The MAiRA Pro S robot is an ensemble of three arms that conduct music. (Image Credit: David.Suenderhauf/Hellerau hall)
Dresden, Germany, deployed MAiRA Pro S, a three-arm music conducting robot that acts like a human orchestra conductor. Recently, it conducted musicians from the Dresdner Sinfoniker orchestra in two performances. The robot recognizes beat time and dynamics. This robot isn’t intended to replace humans but to perform music too complex for human conductors. The Sinfoniker celebrated its 25th anniversary with the Robotersinfome at the Hellerau Hall. According to Markus Rindt, artistic director of Dresden’s Sinfoniker, this concert was split in two: one human-led and the other robot-led.
The three-armed MAiRA robot held onto different color batons that moved individually to produce cross-rhythms. Composer Andreas Gundlach wrote Semiconductor’s Masterpiece consisting of 16 brass musicians and four percussionists performing in contrasting time signatures. Some started slowly before gradually accelerating, while the rest slowed down. Gundlach mentioned that MAiRA ensured smooth-sounding music.
MAiRA was taught arm movements similarly to a human. Rindt displayed 40 arm movements, and the robot adopted and implemented them with increasing complexity during its two-year development stage. Each arm features seven joints for multi-directional movement. It also has a safety mechanism to prevent the robot from damaging itself or musicians if it exhibits too much force.
USTC’s medical robot finger can detect lumps or check a patient’s pulse. (Image Credit: USTC/Hongbo Wang)
Researchers at the University of Science and Technology of China (USTC) have developed an ultrasensitive soft robot finger capable of medical tasks like checking for a pulse and checking for lumps. The team believes this technology could simplify early disease detection, such as *** cancer, leading to quicker treatment.

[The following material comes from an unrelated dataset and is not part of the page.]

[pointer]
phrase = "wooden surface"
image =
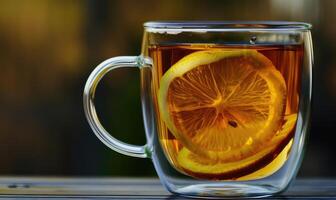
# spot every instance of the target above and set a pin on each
(133, 188)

It can also benefit patients by making physical exams more comfortable.
“Despite the remarkable progress in the last decade, most soft fingers presented in the literature still have substantial gaps compared to human hands,” the authors wrote. They also said robotic fingers are incapable of handling real-world scenarios. So, the team created a device featuring conductive fiber coils with two parts. One part has a coil wound on the air chamber of the device’s bending actuators. The other has a twisted liquid metal fiber attached to the fingertip. This allows the device to detect an object’s properties similarly to a human touch.
They tested the finger by brushing a feather against the fingertip. “The magnified view clearly shows the resistance change, indicating its high sensitivity in force sensing,” the team wrote in their study. Afterward, they tapped and pushed the fingertip with a glass rod before repetitively bending the finger. This allowed them to determine if the device correctly perceived the quantity and type of applied force.
Then, the team placed the finger on a robotic arm to see if it could detect three lumps in a silicone sheet. The finger touched the area the same way as a doctor. Even though the robot finger was mounted on the arm, it still correctly found an artery on a patient’s wrist and took their pulse.
The robot shark is a replica of the whale shark. (Image Credit: Jam Press)
The Xiaomeisha Sea World in Shenzhen, China, faced backlash earlier this month after aquarium fanatics realized that the whale shark swimming around turned out to be a robot. The water park was initially closed for a five-year renovation project. Approximately 100,000 visitors spent $40 to enter the water park and were eager to see the whale shark that could reach over 60 feet in length.
However, many visitors didn’t appreciate the view after realizing the massive beast was a mechanical replica. Images online show the robot with gaps in its torso where the segments connect. Xiaomeisha officials said that the robot shark, costing millions of Chinese yuan to build, is intended to adhere to laws that prohibit shark trading.